One objective was to cut down on the constant use of e-mail and replace that with a Web-based client server architecture. “We looked at large PLM solutions and custom designs,” Wilson notes. “Then we looked at our workflows and the fact that we use Microsoft applications like Office extensively. Microsoft was willing to work with us to develop a collaborative system, so we went with them. As we went to work on this, we mapped out the process in true Lean methodology. This became not just an IT project, but involved the whole company.”

The result is a portal view of data that is Web-based and easy for people to use. The system went from concept to production in six months. “We’ve seen improvements in time to market from 18 months to nine to 11 months,” says Wilson. “But we’re in a state of constant improvement on this system.”

Acme Packet is a start-up company providing products for network services. The company was experiencing difficulty keeping track of all of its electronic parts and all the associated documentation. Steve Norton, director of hardware engineering for the Woburn, Mass., manufacturer, says the company was using a combination of Microsoft Excel and Access products to keep track of parts, part number assignments and “where used” information.
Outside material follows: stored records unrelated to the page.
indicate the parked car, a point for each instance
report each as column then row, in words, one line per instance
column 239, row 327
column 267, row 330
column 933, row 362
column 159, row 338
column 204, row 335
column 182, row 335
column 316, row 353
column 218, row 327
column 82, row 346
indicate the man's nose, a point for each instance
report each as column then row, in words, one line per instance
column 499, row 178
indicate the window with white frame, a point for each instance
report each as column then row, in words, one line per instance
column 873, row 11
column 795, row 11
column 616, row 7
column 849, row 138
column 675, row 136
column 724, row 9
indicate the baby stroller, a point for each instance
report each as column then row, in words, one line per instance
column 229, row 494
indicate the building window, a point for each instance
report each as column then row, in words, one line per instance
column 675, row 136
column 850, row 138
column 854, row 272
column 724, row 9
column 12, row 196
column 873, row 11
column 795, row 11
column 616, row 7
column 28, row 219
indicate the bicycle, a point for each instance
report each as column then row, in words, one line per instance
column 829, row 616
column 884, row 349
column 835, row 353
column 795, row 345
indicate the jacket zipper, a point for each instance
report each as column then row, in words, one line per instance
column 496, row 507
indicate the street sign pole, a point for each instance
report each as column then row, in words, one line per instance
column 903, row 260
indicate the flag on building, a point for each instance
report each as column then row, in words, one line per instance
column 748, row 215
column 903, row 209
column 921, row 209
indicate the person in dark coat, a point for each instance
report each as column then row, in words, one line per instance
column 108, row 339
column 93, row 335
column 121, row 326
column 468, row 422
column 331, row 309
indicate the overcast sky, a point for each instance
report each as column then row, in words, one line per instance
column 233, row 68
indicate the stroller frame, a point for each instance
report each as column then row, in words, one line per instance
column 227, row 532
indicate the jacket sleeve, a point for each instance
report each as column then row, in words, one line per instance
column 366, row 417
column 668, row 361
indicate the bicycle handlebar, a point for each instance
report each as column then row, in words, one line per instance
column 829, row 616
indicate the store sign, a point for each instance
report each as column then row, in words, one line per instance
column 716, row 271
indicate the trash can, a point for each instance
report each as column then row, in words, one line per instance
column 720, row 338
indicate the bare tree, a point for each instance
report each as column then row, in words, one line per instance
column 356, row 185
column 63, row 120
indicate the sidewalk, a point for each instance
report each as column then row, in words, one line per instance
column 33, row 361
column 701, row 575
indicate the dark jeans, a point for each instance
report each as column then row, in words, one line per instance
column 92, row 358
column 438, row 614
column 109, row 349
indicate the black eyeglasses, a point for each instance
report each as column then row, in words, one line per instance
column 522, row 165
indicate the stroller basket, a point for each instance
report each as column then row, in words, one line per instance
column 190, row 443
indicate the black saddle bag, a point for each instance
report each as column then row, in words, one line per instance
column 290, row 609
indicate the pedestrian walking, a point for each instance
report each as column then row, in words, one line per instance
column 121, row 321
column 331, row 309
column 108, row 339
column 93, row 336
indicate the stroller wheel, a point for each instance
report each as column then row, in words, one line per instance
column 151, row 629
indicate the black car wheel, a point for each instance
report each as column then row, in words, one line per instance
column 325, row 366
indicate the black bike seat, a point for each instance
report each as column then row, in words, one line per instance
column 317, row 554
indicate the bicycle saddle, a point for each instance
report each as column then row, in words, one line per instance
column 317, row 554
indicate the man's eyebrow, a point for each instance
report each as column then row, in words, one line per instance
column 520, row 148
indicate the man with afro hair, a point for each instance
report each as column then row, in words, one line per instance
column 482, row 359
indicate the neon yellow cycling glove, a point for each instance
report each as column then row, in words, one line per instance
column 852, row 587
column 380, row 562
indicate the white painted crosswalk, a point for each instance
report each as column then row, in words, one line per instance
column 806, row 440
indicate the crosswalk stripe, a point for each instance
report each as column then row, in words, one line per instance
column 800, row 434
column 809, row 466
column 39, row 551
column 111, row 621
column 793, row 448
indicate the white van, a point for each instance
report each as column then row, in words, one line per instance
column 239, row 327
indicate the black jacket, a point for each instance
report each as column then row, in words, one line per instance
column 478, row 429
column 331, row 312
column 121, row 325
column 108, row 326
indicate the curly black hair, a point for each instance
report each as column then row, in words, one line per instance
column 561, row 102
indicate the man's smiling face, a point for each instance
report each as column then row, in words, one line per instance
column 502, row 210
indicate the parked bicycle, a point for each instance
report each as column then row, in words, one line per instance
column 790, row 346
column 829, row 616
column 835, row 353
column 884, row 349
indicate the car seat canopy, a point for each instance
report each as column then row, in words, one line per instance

This system was very limiting for design engineers. “We couldn’t do a search for a part number, then increment to the next number and repeat the search,” states Norton. “We could potentially use the same number twice plus have many outmoded numbers. We needed a way to assign part numbers and maintain the documentation.”

The software solution from Omnify Software allows designers to put a symbol in the description for existing parts. They can just put this symbol in a schematic, thus keeping the centralized system intact. “The great thing about the tool is that it has a part number schema for higher level assemblies. If a resistor ends up on a printed circuit board, we have a part number for it, then a part number for the higher-level product. The system assigns numbering and does release tracking, so we can go back and pull information on shipped product,” adds Norton.